“Go, greet your father,” my mother commanded me.
I was six or seven years old when I first met my dad. My parents had found themselves in a verbal altercation a few months before I was born, and they had decided, according to local Somali tradition, to terminate their marriage after my birth. My mother, my five-year-old sister Lul from a previous marriage, and I had all moved to Mogadishu 30 kilometers south of Afgooye, my birthplace. Afgooye, a small farming town with beautiful scenery, was the weekend getaway for Mogadishu’s affluent and middle class back when the country was relatively peaceful; it was also where my father’s family and his Geledi clan lived. My mother, on the other hand, hailed from the northeast region, hundreds of miles away and not long ago a bastion of piracy.
My father was a light-skinned man of medium build, in his forties. He had bushy eyebrows. He wore a light coat and trousers that matched, and, on his head was a red traditional hat. His voice was husky, and he spoke with an authority that evoked fear and respect. Initially, I was afraid of him. He unleashed a torrent of questions about my school, and I answered them politely and in short sentences while maintaining a distance. He sat on a traditional stool called a “ganbar,” and started speaking to my mother as though he was a regular member of our household. He spoke loudly and laughed outrageously.
My mother made sweet tea for him. He seemed a good conversationalist, but perhaps not a good listener, because at times he appeared to be engaged in a monologue with himself. In the midst of the conversation, my father gave me five Somali shillings, an amount equivalent to one U.S dollar. I was so excited to have paper money that I left immediately to go to a neighborhood store to buy cold soda and candy.
My father was still talking and laughing when I returned to the house. I watched him closely, studying his every move. I wondered if had come to visit me or to consume large quantities of tea. Once in a while he would ask me a question, but most of his conversation was directed to my mother. He was as loquacious as my mother was reticent.
But this day, six or seven years after their divorce, my parents were having fun, talking as though there was no rancor or bitterness. I was the one, oddly, who was left out of the picture.
After that first encounter, my father would pop up in our house to visit me at least once every five years or so. He was still living 30 kilometers away, but he was spending a great deal of time in Mogadishu working and visiting relatives, some of whom lived just a few blocks from us.
I knew my father had a government job in the1960s and early 1970s. Although he had never been to school, he was articulate, smart, and well respected by his people.
My mother rarely talked about him. She never complained about the fact that he paid no child support, but whenever I promised to do something and failed to deliver, my mother would scold me by telling me I was acting like my father. She used the Somali term “booto,” which roughly means “blather,” to describe my genetic inclination for vacuous talk.
In all, I don’t think I saw my father more than four or five times. I pretended I didn’t care about him and acted as though he didn’t exist. From time to time, while walking in the streets of Mogadishu, I met my brothers and sisters from other mothers. There were never planned visits from my father’s side of the family, although I vaguely remember two or three times when three of my sisters came and visited me. An older brother also once visited and took me to a tailor, where he ordered two shirts and two trousers. The young man seemed so enthusiastic about looking out for me. I was elated. He was supposed to come by a week later and pay the tailor for the order, but unfortunately I never saw him again. As a child, I was more interested in seeing my older brother again and connecting with him than the clothes that were left unclaimed at the tailor’s shop.

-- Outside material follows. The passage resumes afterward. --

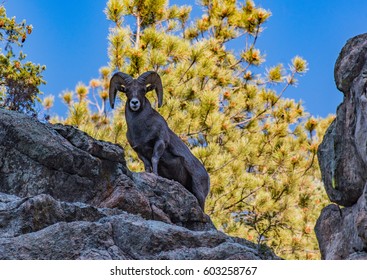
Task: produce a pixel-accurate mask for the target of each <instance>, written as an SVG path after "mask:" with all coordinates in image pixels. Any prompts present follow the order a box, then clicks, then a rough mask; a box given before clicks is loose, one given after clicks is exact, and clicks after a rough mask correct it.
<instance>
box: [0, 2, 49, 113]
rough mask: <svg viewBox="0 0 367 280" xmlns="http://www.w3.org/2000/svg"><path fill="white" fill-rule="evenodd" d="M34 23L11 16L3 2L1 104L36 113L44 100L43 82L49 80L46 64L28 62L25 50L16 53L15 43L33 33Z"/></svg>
mask: <svg viewBox="0 0 367 280" xmlns="http://www.w3.org/2000/svg"><path fill="white" fill-rule="evenodd" d="M32 30H33V27H32V25H26V22H25V21H24V20H23V21H22V22H17V21H16V20H15V17H13V18H9V17H8V16H7V14H6V9H5V7H4V4H3V3H0V107H3V108H6V109H9V110H14V111H20V112H24V113H31V114H33V113H36V110H35V108H34V106H35V104H36V102H37V101H39V102H40V101H41V100H40V98H39V95H40V94H41V91H40V90H39V86H40V85H42V84H45V81H44V80H43V77H42V72H43V71H44V70H45V68H46V67H45V66H40V65H36V64H34V63H32V62H30V61H27V62H24V60H25V58H26V55H25V54H24V53H22V52H19V54H18V55H17V56H16V55H15V53H14V48H13V46H22V45H23V44H24V42H25V41H26V39H27V37H28V36H29V35H30V34H31V33H32Z"/></svg>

Then, in 1978 at the age of 18, I left Somalia for Egypt. A year and a half later, I came to the United States to attend university. I was a freshman at Ohio University in 1981 when a letter from my mother arrived informing me of my father’s death.
As I grew older, my father became a different person to me. He was no longer the man who had abandoned me or rarely visited me. He was not the man who never set foot in my school or took me to soccer games. I made all kinds of excuses for him. How did he manage to feed 20-odd children with a meager income? I was one mouth he did not have to worry about. I was living with my mother, a single hard-working woman in a patriarchal society, and I had a large contingency of relatives from her side of the family who were always kind to me.
I vacillated between two extremes: my feelings of disappointment that I was deprived of fatherly care and love, and my understanding that my dad must have been in a financial pinch and unable to support me. Was his dereliction of paternal duties the result of his other obligations to feed his battalion of children?
My father, undoubtedly, was a product of his time and circumstances. He did not see fathering children that he would not support as shirking of his responsibility.